Bug 68506 - Java code formatter strips newline, leaving final line unterminated!
Summary: Java code formatter strips newline, leaving final line unterminated!
Status: VERIFIED FIXED
Alias: None
Product: JDT
Classification: Eclipse Project
Component: Core (show other bugs)
Version: 3.0   Edit
Hardware: PC Windows 2000
: P3 normal with 1 vote (vote)
Target Milestone: 3.0.2   Edit
Assignee: Olivier Thomann CLA
QA Contact:
URL:
Whiteboard:
Keywords:
: 69129 72069 72698 (view as bug list)
Depends on:
Blocks:
 
Reported: 2004-06-24 13:32 EDT by Deven T. Corzine CLA
Modified: 2005-03-12 15:08 EST (History)
6 users (show)

See Also:


Attachments
Formatter profile (18.59 KB, text/xml)
2004-06-30 13:53 EDT, Deven T. Corzine CLA
no flags Details

Note You need to log in before you can comment on or make changes to this bug.
Description Deven T. Corzine CLA 2004-06-24 13:32:46 EDT
I upgraded from around 3.0M6 or 3.0M7 to 3.0RC2 and noticed a new bug -- the
Java code formatter is now eating the final newline in the file, leaving a final
brace as the last line of the file with NO newline at the end of the file.  (I
can upload a copy of my formatter settings if you have any trouble reproducing
this.)
Comment 1 Deven T. Corzine CLA 2004-06-24 13:33:34 EDT
I forgot to mention, I upgraded to 3.0RC3 today -- the bug is still there.
Comment 2 Olivier Thomann CLA 2004-06-29 21:45:48 EDT
This is on purpose. All whitespaces that are not used for indentation purpose
are removed. All other whitespaces that are not explicitely required are
optional through options.
We might add an option to add blank lines at the end of the compilation unit.
Comment 3 Deven T. Corzine CLA 2004-06-30 13:07:52 EDT
I'm not talking about BLANK lines at the end of the compilation unit.  I'm
talking about UNTERMINATED lines.  The last line contains a closing brace and no
newline, so the file now ends IN THE MIDDLE OF A LINE.  Every time I terminate
the line again, the formatter strips it out again.

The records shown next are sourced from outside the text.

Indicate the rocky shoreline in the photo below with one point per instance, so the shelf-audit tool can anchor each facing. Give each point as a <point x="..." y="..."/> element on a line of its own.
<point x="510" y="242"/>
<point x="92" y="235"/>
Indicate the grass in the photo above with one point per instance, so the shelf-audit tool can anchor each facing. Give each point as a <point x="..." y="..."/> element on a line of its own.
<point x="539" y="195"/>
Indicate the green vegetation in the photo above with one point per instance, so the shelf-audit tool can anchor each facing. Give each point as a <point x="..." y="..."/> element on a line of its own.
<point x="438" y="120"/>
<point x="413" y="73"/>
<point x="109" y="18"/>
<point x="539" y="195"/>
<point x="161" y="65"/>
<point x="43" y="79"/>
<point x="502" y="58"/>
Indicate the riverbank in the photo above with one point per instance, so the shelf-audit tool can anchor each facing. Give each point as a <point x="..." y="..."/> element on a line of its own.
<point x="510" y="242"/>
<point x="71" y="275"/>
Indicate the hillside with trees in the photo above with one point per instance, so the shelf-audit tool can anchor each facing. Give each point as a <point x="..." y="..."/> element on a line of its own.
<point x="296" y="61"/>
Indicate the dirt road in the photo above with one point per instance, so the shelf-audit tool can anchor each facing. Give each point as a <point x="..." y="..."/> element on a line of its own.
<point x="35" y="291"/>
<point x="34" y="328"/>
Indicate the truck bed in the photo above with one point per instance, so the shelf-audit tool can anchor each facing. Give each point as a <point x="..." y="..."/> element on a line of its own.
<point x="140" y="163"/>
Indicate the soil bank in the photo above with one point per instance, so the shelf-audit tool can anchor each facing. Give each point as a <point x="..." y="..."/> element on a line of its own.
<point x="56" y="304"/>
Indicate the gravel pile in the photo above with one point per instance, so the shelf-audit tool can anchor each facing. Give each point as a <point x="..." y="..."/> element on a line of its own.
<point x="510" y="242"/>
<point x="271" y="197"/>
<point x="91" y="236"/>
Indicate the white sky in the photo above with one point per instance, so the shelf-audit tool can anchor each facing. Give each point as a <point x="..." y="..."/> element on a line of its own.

Is this REALLY what was intended?  Previous versions did NOT have this bug.  If
I format in 3.0M6, it will FIX the corruption caused by 3.0RC3, restoring the
missing newline to properly terminate the last line of the file.  This was the
correct behavior -- I assume the current behavior is an oversight.

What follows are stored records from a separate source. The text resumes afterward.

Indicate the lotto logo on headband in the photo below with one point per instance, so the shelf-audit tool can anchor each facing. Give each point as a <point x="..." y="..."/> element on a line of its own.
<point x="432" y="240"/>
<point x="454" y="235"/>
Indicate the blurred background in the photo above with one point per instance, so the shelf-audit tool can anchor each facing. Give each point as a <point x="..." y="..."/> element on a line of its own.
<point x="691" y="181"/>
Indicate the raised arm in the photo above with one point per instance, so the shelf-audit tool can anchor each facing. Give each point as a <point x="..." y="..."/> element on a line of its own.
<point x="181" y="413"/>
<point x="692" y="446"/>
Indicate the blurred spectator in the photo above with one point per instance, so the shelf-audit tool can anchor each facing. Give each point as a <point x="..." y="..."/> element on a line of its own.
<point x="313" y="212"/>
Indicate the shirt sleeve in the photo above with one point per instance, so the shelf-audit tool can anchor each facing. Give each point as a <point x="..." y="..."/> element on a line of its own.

Again, this has nothing to do with blank lines.  The corruption is very obvious
if you open a text console and print the file to the screen -- the closing brace
and the next console prompt print on the same line because of the missing
newline on that final line...
Comment 4 Olivier Thomann CLA 2004-06-30 13:14:43 EDT
Relax! I misunderstood what you said. Could you please attach your test case and
the result you are getting + export your code formatter preferences?
I will have a look. This would be a good candidate for a 3.0.1 update.
Comment 5 Deven T. Corzine CLA 2004-06-30 13:51:56 EDT
Sorry, I was just flabbergasted that this could be described as intentional! :)

A trivial test case suffices:

public class test
{
}

Start with an uncorrupted file (as New->Class will create), where you can put
the cursor on the blank line below the closing brace.  Run the formatter, and
the last line is now unterminated.  With the older code, it would leave that
final newline alone, and even put it back in if it's missing.

I'll upload my formatter profile; it's probably specific to the options I have
selected.

Why 3.0.1?  Was 3.0 final frozen already?
Comment 6 Deven T. Corzine CLA 2004-06-30 13:53:04 EDT
Created attachment 12922 [details]
Formatter profile
Comment 7 Olivier Thomann CLA 2004-07-04 13:03:47 EDT
ok, I checked what we are doing. We remove the blank line at the end of the
compilation unit. This makes sense. The formatter removes all whitespaces that
are not required. The last line is not required.
Why do you want this empty line at the end of the compilation unit?

Note that if you have another class defined after the first one, you can already
set a new line between these two classes.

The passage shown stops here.